Julie à l'entrée du cirque

    Puis c’est l’étourdissement lorsque de l’ombre surgit une muraille plein soleil d’une centaine de mètres de haut, un à-plat monochrome ou presque percé d’innombrables cavités dont les plus grosses dépassent de loin la taille d’un homme. La fameuse « falaise à trous », objet de notre prospection, choc esthétique renversant.

la falaise à trous

    A cet endroit précis l’oued asséché dont nous suivons le tracé sinueux depuis un moment bascule abruptement pour rejoindre celui de l’oued Al Abid, architecte impétueux et éloquent de ce paysage sans commune mesure, épuisant le vocabulaire de tous les dictionnaires. Sur la gauche une large vire mène à un balcon piqué de cactus démesurés depuis lequel le champ de vision s’élargit sur une facette des gorges autrement invisible, plus ouverte, faisant la jonction dans le lointain avec la vallée d’Ouzoud visitée il y a une dizaine de jours seulement mais déjà à des années-lumière. L’accès à l’oued Al Abid désespérément recherché plus tôt dans la semaine, à cette eau qui nous nargue sans qu’on puisse y goûter, ouvre grand ses bras mais il se fait tard.
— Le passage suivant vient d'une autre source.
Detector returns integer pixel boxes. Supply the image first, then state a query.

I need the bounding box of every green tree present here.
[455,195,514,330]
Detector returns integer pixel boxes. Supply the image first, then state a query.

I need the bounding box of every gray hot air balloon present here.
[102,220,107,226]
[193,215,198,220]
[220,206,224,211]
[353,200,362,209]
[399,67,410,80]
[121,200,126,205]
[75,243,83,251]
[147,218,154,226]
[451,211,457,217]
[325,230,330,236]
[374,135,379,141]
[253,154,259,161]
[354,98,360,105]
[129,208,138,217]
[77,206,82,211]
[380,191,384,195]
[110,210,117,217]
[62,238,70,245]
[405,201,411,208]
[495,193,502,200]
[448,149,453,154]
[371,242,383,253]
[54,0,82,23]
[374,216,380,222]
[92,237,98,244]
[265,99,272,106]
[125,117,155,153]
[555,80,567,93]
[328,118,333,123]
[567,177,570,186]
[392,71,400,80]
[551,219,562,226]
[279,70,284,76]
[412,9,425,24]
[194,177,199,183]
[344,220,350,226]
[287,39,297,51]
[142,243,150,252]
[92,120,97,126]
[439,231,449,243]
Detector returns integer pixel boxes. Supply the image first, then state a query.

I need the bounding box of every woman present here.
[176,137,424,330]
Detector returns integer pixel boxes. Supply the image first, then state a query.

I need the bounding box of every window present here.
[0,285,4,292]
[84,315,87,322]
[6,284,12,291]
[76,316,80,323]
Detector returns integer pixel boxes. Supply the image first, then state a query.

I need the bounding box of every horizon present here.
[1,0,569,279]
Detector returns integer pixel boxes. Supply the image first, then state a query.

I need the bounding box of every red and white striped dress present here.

couchant sur les gorges vues de l'intérieur

    Soudain Julie m’interpelle. Uniquement remarquable à son large chapeau de paille, un homme, nous l’appellerons Tom Sawyer, emprunte l’oued à sec en sens inverse, cheminant discrètement au pied des falaises. Apparition aussi furtive qu’improbable. A quelques minutes d’intervalle un sifflement strident fend alors le ciel, suivi du fracas de branches cassées. L’objet tombé du ciel, nous l’appellerons ainsi, nous effraie autant qu’il nous intrigue. Ni pierre tombée de la falaise, trop lointaine du point d’impact, ni créature vivante échappée du bec d’un rapace dont nous ne voyons nulle trace, ni objet lancé, il demeure non-identifié, étrangement synchrone du passage de cet homme mystérieux.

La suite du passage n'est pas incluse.